Providence Tarzana Medical Center is first in San Fernando Valley to offer an innovative new treatment for patients at risk for stroke caused by blockages in a key artery in the neck known as carotid artery disease. 

Every year, 15 million people worldwide suffer strokes, nearly 6 million cases are fatal while another 5 million patients are left permanently disabled. Carotid artery disease is estimated to be the source of stroke in up to a third of cases and there are 400,000 new diagnoses of carotid artery disease made every year in the United States alone.1, 2

TransCarotid Artery Revascularization or (TCAR), utilizes a recently FDA-approved minimally invasive technology that treats carotid artery disease by diverting clots and plaque by reversing blood flow, allowing for a stent to be inserted in the trans-carotid artery to stabilize the blockage. 

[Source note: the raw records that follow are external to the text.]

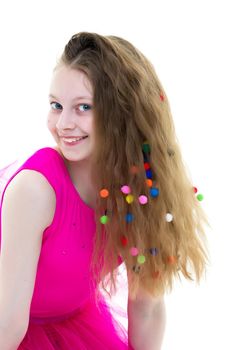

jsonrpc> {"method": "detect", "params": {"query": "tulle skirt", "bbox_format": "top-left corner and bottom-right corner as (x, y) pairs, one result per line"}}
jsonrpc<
(18, 294), (133, 350)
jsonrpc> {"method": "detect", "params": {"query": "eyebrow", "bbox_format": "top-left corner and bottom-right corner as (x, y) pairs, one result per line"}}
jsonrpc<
(49, 94), (92, 101)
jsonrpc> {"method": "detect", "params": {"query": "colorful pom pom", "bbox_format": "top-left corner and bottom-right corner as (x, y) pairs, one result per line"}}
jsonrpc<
(138, 194), (148, 205)
(100, 215), (108, 225)
(137, 255), (146, 264)
(130, 165), (139, 174)
(146, 179), (153, 187)
(125, 194), (134, 204)
(146, 169), (152, 179)
(165, 213), (173, 222)
(144, 163), (150, 170)
(130, 247), (138, 256)
(100, 188), (109, 198)
(125, 213), (133, 223)
(197, 193), (204, 202)
(152, 270), (161, 278)
(150, 187), (159, 197)
(121, 185), (131, 194)
(142, 142), (150, 153)
(150, 248), (158, 256)
(121, 236), (128, 247)
(133, 265), (141, 273)
(167, 255), (176, 264)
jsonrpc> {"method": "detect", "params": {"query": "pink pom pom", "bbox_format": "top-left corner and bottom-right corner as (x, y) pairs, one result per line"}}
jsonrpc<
(138, 195), (148, 204)
(121, 185), (131, 194)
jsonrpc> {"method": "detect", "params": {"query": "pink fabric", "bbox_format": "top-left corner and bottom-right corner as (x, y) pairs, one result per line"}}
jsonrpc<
(0, 147), (129, 350)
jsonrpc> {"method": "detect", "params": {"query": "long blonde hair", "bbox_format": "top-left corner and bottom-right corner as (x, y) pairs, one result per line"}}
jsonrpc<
(57, 32), (208, 298)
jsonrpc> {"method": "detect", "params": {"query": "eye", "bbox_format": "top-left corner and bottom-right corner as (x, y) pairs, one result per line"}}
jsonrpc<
(50, 102), (62, 109)
(79, 103), (91, 112)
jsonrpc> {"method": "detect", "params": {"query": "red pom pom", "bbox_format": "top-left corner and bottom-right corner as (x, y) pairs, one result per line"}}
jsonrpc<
(121, 236), (128, 247)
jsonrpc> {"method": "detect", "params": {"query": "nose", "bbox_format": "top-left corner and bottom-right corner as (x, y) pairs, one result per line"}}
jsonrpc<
(56, 109), (76, 130)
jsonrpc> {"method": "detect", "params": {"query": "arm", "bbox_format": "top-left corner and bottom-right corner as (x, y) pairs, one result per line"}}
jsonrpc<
(128, 291), (166, 350)
(0, 170), (56, 350)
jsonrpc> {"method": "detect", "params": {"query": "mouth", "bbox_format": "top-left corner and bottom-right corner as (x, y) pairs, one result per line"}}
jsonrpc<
(62, 136), (88, 146)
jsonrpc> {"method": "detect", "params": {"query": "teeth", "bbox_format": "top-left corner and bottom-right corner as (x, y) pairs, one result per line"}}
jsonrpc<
(63, 136), (85, 143)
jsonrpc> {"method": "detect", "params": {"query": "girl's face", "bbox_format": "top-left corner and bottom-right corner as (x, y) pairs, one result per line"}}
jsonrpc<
(47, 65), (94, 161)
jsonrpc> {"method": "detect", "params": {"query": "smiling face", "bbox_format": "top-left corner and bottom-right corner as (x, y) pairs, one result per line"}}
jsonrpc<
(47, 65), (94, 161)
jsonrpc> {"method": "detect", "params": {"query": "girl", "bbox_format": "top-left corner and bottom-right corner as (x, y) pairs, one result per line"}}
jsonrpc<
(0, 32), (207, 350)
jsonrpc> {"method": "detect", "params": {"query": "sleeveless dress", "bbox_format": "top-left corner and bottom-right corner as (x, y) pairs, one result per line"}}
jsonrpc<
(0, 147), (132, 350)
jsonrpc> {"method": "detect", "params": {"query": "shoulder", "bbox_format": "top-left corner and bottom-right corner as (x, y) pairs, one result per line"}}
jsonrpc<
(3, 169), (56, 230)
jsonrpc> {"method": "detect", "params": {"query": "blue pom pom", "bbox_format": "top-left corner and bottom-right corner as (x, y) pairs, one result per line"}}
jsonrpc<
(125, 213), (133, 222)
(146, 169), (152, 179)
(150, 187), (159, 197)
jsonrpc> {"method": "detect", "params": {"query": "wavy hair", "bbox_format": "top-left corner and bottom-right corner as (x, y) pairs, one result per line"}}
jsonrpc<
(56, 32), (208, 299)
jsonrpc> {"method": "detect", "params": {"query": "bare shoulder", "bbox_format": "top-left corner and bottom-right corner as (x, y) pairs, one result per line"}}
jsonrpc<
(3, 169), (56, 228)
(0, 170), (56, 332)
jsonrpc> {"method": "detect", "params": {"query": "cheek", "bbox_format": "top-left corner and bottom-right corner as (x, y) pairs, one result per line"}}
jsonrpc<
(47, 115), (56, 131)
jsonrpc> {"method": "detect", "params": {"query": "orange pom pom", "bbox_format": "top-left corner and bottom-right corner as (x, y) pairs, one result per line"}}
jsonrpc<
(146, 179), (153, 187)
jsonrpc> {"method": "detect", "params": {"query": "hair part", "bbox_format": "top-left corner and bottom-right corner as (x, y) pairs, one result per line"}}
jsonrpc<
(57, 32), (208, 299)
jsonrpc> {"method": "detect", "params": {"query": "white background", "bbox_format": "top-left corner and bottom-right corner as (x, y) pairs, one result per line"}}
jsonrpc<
(0, 0), (233, 350)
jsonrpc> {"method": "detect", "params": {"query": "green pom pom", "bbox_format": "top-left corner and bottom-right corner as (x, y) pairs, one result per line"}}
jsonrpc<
(197, 193), (204, 202)
(142, 142), (150, 153)
(100, 215), (108, 225)
(137, 255), (146, 264)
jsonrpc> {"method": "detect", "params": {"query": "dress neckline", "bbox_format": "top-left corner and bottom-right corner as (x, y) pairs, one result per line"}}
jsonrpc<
(43, 147), (95, 213)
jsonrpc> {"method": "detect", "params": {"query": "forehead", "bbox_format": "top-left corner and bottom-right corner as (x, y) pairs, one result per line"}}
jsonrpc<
(50, 66), (93, 98)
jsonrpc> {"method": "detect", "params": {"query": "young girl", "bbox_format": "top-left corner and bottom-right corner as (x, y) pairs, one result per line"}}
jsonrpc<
(0, 32), (207, 350)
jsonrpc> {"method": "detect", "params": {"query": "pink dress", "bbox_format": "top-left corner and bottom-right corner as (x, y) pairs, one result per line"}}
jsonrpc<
(0, 147), (130, 350)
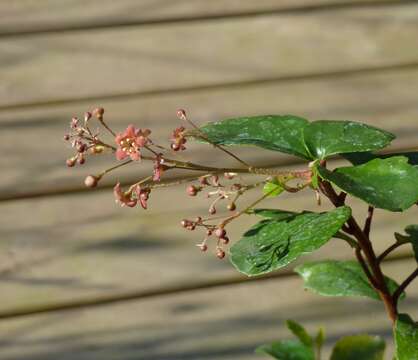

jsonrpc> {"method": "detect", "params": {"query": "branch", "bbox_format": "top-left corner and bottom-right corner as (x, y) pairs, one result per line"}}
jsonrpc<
(363, 205), (374, 237)
(392, 267), (418, 305)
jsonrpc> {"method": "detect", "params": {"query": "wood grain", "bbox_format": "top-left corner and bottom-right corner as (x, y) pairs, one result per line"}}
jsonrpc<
(0, 70), (418, 199)
(0, 0), (401, 35)
(0, 262), (418, 360)
(0, 3), (418, 108)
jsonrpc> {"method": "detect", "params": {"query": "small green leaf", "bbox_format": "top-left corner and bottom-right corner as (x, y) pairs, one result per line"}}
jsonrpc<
(331, 335), (386, 360)
(195, 115), (311, 159)
(229, 207), (351, 276)
(395, 314), (418, 360)
(315, 327), (325, 350)
(303, 120), (395, 159)
(255, 340), (314, 360)
(263, 179), (284, 197)
(318, 156), (418, 211)
(395, 224), (418, 262)
(295, 260), (398, 300)
(286, 320), (313, 347)
(342, 151), (418, 165)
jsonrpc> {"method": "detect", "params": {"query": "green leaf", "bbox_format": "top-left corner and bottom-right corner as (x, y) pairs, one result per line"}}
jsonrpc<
(263, 179), (284, 197)
(295, 260), (398, 300)
(342, 151), (418, 165)
(395, 224), (418, 262)
(395, 314), (418, 360)
(286, 320), (313, 348)
(255, 340), (314, 360)
(229, 207), (351, 276)
(315, 327), (325, 350)
(303, 120), (395, 159)
(195, 115), (311, 159)
(331, 335), (386, 360)
(318, 156), (418, 211)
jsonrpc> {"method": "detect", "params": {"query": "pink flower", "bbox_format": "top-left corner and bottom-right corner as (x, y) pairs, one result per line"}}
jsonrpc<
(113, 183), (137, 207)
(171, 126), (186, 151)
(115, 125), (151, 160)
(135, 185), (151, 209)
(152, 154), (164, 181)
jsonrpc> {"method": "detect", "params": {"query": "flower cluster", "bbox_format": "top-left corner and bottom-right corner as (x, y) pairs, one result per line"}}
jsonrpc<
(64, 108), (314, 259)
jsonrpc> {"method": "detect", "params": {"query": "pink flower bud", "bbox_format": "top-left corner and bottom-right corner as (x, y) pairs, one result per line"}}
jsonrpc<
(84, 175), (99, 188)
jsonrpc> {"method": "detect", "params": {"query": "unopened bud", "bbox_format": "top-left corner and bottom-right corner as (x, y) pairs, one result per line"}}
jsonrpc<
(219, 236), (229, 245)
(226, 203), (237, 211)
(215, 228), (226, 238)
(84, 175), (99, 188)
(186, 185), (199, 196)
(197, 244), (208, 252)
(216, 249), (225, 259)
(177, 109), (186, 120)
(93, 107), (104, 120)
(65, 158), (76, 167)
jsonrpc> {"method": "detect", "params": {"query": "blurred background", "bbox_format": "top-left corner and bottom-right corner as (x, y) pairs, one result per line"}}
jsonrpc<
(0, 0), (418, 360)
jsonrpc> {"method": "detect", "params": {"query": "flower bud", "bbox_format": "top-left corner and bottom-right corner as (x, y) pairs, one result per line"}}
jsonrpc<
(219, 236), (229, 245)
(93, 107), (104, 120)
(65, 158), (76, 167)
(197, 244), (208, 252)
(226, 203), (237, 211)
(216, 249), (225, 259)
(215, 228), (226, 238)
(186, 185), (199, 196)
(84, 175), (99, 188)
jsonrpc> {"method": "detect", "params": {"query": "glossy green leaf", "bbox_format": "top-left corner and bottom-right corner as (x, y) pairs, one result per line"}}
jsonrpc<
(315, 327), (325, 349)
(395, 224), (418, 262)
(196, 115), (311, 159)
(331, 335), (386, 360)
(263, 179), (284, 197)
(295, 260), (404, 300)
(303, 120), (395, 159)
(286, 320), (313, 347)
(229, 207), (351, 276)
(318, 156), (418, 211)
(255, 340), (314, 360)
(342, 151), (418, 165)
(395, 314), (418, 360)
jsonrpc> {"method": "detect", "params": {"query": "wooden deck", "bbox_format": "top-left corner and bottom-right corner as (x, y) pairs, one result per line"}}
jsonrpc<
(0, 0), (418, 360)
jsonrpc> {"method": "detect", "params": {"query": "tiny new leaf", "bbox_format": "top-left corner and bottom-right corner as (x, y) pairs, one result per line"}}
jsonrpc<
(229, 206), (351, 276)
(331, 335), (386, 360)
(303, 120), (395, 159)
(295, 260), (404, 300)
(395, 224), (418, 262)
(395, 314), (418, 360)
(194, 115), (311, 160)
(263, 179), (284, 197)
(318, 156), (418, 211)
(286, 320), (313, 347)
(255, 340), (315, 360)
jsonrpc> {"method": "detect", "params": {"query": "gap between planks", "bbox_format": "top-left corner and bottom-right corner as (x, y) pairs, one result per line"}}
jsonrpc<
(0, 0), (416, 38)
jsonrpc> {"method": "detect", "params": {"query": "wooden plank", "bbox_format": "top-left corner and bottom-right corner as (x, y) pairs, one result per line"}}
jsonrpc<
(0, 0), (393, 35)
(0, 262), (418, 360)
(0, 3), (418, 108)
(0, 69), (418, 198)
(0, 171), (417, 310)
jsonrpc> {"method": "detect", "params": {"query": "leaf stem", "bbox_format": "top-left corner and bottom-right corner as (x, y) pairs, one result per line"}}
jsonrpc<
(392, 267), (418, 305)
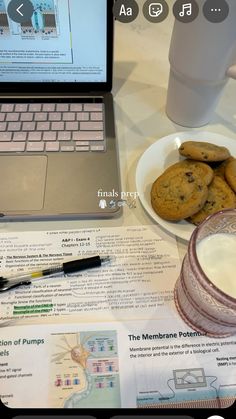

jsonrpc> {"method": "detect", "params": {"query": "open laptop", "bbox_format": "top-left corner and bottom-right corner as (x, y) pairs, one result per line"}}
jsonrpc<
(0, 0), (121, 221)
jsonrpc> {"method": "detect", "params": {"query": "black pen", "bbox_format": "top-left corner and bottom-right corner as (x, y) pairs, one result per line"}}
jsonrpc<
(0, 256), (111, 292)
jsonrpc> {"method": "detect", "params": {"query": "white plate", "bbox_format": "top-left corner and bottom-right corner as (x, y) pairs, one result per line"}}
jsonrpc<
(136, 131), (236, 240)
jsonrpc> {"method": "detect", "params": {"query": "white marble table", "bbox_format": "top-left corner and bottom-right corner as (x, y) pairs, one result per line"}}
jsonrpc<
(0, 13), (236, 258)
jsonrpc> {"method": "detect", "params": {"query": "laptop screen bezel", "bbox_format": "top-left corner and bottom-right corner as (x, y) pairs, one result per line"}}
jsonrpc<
(0, 0), (114, 96)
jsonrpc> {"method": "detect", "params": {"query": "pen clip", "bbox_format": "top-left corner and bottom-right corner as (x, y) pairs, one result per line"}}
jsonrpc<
(0, 280), (31, 293)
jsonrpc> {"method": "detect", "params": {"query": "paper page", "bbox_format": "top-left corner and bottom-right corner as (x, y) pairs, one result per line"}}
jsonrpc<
(0, 318), (236, 409)
(0, 226), (180, 324)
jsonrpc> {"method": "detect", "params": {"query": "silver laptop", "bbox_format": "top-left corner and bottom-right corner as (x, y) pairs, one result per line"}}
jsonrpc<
(0, 0), (120, 221)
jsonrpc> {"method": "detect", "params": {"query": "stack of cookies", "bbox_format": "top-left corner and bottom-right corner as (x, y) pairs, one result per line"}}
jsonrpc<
(151, 141), (236, 225)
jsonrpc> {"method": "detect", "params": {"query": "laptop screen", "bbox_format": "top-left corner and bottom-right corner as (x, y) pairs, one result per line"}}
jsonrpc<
(0, 0), (107, 83)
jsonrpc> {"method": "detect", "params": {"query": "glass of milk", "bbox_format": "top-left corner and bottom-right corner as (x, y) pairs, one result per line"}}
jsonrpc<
(174, 209), (236, 337)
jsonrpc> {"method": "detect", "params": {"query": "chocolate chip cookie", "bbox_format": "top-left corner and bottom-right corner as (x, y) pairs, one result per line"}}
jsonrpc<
(166, 159), (214, 185)
(151, 167), (208, 221)
(179, 141), (230, 162)
(225, 159), (236, 193)
(188, 176), (236, 225)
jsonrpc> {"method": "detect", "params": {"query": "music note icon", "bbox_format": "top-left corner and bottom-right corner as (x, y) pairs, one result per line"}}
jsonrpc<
(179, 3), (192, 17)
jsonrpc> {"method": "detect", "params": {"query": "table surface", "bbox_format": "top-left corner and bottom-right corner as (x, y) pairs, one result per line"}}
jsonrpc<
(0, 14), (236, 259)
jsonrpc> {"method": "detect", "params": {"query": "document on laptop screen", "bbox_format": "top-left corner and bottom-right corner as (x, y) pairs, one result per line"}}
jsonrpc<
(0, 0), (107, 83)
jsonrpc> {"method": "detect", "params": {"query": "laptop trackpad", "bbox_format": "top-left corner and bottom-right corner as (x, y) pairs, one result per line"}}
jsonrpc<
(0, 156), (47, 213)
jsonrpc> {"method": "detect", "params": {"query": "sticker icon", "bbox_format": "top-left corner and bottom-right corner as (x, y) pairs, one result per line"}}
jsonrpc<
(149, 3), (163, 17)
(143, 0), (169, 23)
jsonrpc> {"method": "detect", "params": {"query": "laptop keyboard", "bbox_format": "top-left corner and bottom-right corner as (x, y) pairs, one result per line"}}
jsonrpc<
(0, 103), (105, 153)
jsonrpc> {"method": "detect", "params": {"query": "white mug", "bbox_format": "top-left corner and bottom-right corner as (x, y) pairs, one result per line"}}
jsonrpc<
(166, 0), (236, 127)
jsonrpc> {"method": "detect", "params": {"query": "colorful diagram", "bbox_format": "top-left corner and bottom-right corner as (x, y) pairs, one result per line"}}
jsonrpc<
(21, 0), (59, 37)
(0, 0), (10, 38)
(0, 0), (60, 39)
(50, 331), (120, 408)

Older treatment options for severe carotid artery disease include an open surgical procedure called carotid endarterectomy – which results in a visible scar the length of the neck and carries risks of surgical complications including bleeding, infection, heart attack and nerve injuries that can impair swallowing, speaking and sensation in the face.  

Zahi Nassoura, M.D., a vascular surgeon at Providence Tarzana Medical Center, is among the first in the country to gain expertise with the TCAR procedure.  “TCAR gives me the excellent neuro-protection I expect from carotid endarterectomy, but the procedure is far less invasive, which has real benefits to the patient. They recover quickly with less pain, and the risks of both minor and major complications are significantly decreased,” explained Dr. Nassoura. “The clinical studies have recently shown that TCAR carries a lower peri-procedure stroke rate than carotid endarterectomy and carotid stenting. It represents the modernization of carotid disease treatment, and may replace open surgery.”

Results from clinical trials of TCAR were so compelling that the Society for Vascular Surgery, in collaboration with the Food and Drug Administration and the Centers for Medicare and Medicaid Services, recently launched a novel program called the TCAR Surveillance Project. This program provides expanded insurance coverage of TCAR procedures for Medicare beneficiaries while allowing individual hospitals and the society to track quality benchmarks.